About This Author
A changeling spirit,
constantly evolving,
revolving around an inner core,
spinning forth legend and lore,
stories and lives
as I come to grips
with who and what I am,
have been and may be.
I am a phoenix:
rising ever above and beyond!
Ka Mua
First star, no Venus,
but a star
whose light was belched out in gassy mass
eons ago, long before
this island spewed forth in magma from the sea
winks between twin palms.
First night, the first to appear,
a tear, perhaps
beneath a Cheshire moon.
Or perhaps, as days sped by
overflowing in memories and pictures taken,
a bright wish to return
to where whales cavorted and danced upon the waves,
where mere words faltered to describe
and the thesaurus fell closed with a whimper.
New pronunciations and an appreciation for sound and meaning
bloomed as ohana evolved, revolved
and spun quick magic:
forming a bond, tying us together,
becoming a thread no distance can sever.

Moon blossomed
as the star edged closer to the northern palm.
Time shrunk then stretched;
much like the endless tides that wait upon no man,
but ebb and flow and it all became
but a moment's perspective
in how one viewed isolated breaths:
when molten lava
spewed into the sea or
a whale breached or a coconut fell.
E hele mai i ka hale hou
Come home again
rustles in the broad leafed plants outside my window,
splashed in incoming waves
and whispered in the wind as the moon waxed.

Maui cast his magic hook and we are caught -
fighting neither capture or the fact
that we are released: for if we do not leave we cannot
then return. Part of the eternal dance,
the music reverberated within,
a drumming of the heart, a rhythm of being,
a wanting becoming a wish becoming a desire...
becoming.
Images float, blithely. Circling, spinning,
blooming into insight, petal-ing out in fragrant streams
keeping memory in the fore, a lei encircling,
ensorcelling for we are truly bewitched.
May the spell never be broken.

Aloha means more than goodbye or hello or love:
it is a way of giving, a way of living,
a way of being. Having been bathed in aloha
there is no going back to the before,
rather a bringing of it with us where ever our footprints lead.
Aka, alaila pau ka mea he poai nei
(But then all is a circle)
and our circle shall close
to run upon itself endlessly as the sea
when we return, reeled in by Maui,
to our home within home.


~~*~~

In the Hawaiian language,
a is pronounced ah,
e is pronounced like long a
I is pronounce like long e
o is pronounced like long o
and u is pronounced like 00 in room.

Every vowel is pronounced; each syllable being a consonant and a vowel or simply, a vowel.

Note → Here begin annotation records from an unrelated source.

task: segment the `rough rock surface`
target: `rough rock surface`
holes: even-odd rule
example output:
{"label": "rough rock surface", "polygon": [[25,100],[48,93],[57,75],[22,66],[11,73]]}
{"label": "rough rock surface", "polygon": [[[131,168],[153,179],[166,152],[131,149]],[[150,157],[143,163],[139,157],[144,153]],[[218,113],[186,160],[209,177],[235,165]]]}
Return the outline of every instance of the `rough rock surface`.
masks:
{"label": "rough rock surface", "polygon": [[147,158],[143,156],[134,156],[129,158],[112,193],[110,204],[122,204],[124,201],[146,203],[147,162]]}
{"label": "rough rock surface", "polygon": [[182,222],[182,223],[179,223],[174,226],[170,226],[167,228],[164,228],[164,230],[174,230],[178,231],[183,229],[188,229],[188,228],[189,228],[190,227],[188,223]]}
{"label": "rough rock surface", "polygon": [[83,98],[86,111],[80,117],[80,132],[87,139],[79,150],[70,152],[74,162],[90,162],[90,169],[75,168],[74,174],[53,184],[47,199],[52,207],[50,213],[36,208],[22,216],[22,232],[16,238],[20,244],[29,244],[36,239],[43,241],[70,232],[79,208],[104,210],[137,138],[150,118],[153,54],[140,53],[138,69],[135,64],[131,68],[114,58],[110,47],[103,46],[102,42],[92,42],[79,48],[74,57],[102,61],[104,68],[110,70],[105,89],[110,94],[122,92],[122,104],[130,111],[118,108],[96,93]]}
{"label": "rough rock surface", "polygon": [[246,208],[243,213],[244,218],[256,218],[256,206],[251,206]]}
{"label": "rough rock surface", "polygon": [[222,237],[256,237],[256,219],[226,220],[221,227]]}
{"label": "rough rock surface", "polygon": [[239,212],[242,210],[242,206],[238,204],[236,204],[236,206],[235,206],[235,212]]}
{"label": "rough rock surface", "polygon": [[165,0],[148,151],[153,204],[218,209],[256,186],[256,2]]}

The kahuna David Bray interprets this code as "Come forward, be in unity and harmony with your real self, God, and mankind. Be honest, truthful, patient, kind to all life forms, and humble." He also stated that to the Hawaiian of old, Aloha meant "God in us."
So far, within Aloha, we have found an explanation of our place in the world and a code of ethics to help us with our interactions in the world. The only thing we are missing is our "prime directive" while we are here, and that too can be found within the root words that make up Aloha.
alo, 1. sharing 2. in the present
oha, joyous affection, joy
ha, life energy, life, breath
Using Hawaiian language grammatical rules, we will translate this literally as "The joyful sharing of life energy in the present" or simply "Joyfully sharing life".